Saat melewati gedung ketiga, Valeri memergoki Gabriel yang tengah sendirian, terduduk dengan buku 'Bank' di tangannya. Nampaknya, Gabriel memilih untuk tidak mencoret mata pelajaran ekonomi setelah menghadapi angka-angka dalam marathon enam jam pelajaran yang melelahkan.
"Kau tidak mencoret Ekonomi?" Valeri bertanya, matanya penuh dengan keingintahuan.
"Tidak, kenapa?" balas Gabriel, mata terus fokus pada halamannya.
"Eh? tidak ada, tapi serius, tidak pusingkah kau setelah bermain angka seharian?" tanya Valeri dengan ekspresi heran.
"Tidak, Ekonomi tidak selalu tentang berhitung seperti Matematika. Bahkan, sewaktu-waktu Matematika-pun tidak selalu berhitung terus-menerus," jawab Gabriel dengan enteng.
"'Tidak akan ada tugas pada mata pelajaran ini,' begitu kata Profesor Kilik." Gabriel tersenyum manis, sementara Valeri, Cester, dan Ken masih mencerna informasi tersebut dengan pandangan terkejut.
"Serius?" ucap Cester, mencoba memahami.
"Serius, kami punya perjanjian itu," jawab Gabriel. "Baiklah, aku pergi." Gabriel bangkit dari tempat duduknya, melangkah dengan gaya santai menuju Aula Besar.
"Eh, kalian tidak lapar, ya?" teriak Gabriel dari kejauhan, menciptakan momen lucu dan menghancurkan keheningan di antara mereka.
Tidak butuh waktu lama, Valeri, Cester, dan Ken bergegas menuju Aula Besar menyusul Gabriel, di mana aroma harum makanan segera menyambut mereka begitu melangkah masuk. Suasana Aula begitu hidup dengan tawa dan obrolan antar-siswa, menciptakan pemandangan yang ramai dan penuh semangat.

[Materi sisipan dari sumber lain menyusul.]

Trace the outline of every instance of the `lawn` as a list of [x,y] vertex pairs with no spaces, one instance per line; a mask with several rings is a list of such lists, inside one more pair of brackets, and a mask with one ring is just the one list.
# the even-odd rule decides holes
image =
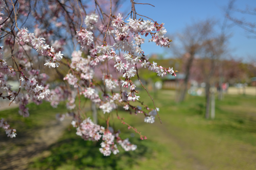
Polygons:
[[[141,100],[152,107],[146,93],[141,91]],[[204,97],[188,96],[185,102],[177,103],[175,94],[174,91],[162,90],[157,95],[152,94],[157,97],[155,102],[160,108],[162,124],[157,117],[154,124],[147,124],[143,115],[131,115],[120,109],[120,115],[147,139],[141,140],[137,134],[132,137],[134,132],[116,119],[114,124],[111,121],[111,126],[120,130],[122,138],[129,137],[137,145],[135,151],[125,152],[120,147],[120,153],[104,157],[99,151],[99,142],[85,141],[69,126],[60,132],[55,142],[33,157],[28,169],[256,169],[255,96],[227,95],[223,101],[216,100],[216,119],[213,120],[204,118]],[[8,139],[0,131],[0,143],[7,141],[11,146],[1,147],[2,153],[29,144],[27,140],[21,146],[13,141],[49,126],[49,122],[55,122],[56,113],[66,111],[64,106],[59,107],[60,110],[47,103],[39,106],[31,104],[29,107],[30,115],[27,118],[21,118],[17,109],[0,112],[0,117],[6,118],[11,126],[13,125],[18,134],[17,139]],[[90,113],[88,112],[88,115]],[[12,117],[11,114],[15,116]],[[5,160],[3,154],[0,154],[1,160]]]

Mereka langsung bergabung dalam keramaian, mengambil tempat duduk di meja yang tersedia jajaran asrama SCNT. Menu makanan yang beragam terpampang di depan mereka, memikat selera mereka yang telah lelah setelah sehari penuh pelajaran dan tugas.
"Terlihat enak sekali," ujar Valeri sambil memandang deretan hidangan di depannya.
Cester tertawa, "Ayo makan, aku lapar sekali!"
Mereka pun segera menyantap hidangan mereka dengan penuh selera. Percakapan ringan antar-teman, tawa, dan aroma makanan yang menggoda mengisi ruangan.
Saat mereka menikmati makan malam mereka, sesekali tertangkap oleh keceriaan yang melingkupi aula besar, menciptakan momen yang penuh semangat dan kenangan di awal tahun mereka di Perfiersthy Academy.
"Mari lupakan persoalan tugas di hari pertama ini untuk sementara waktu."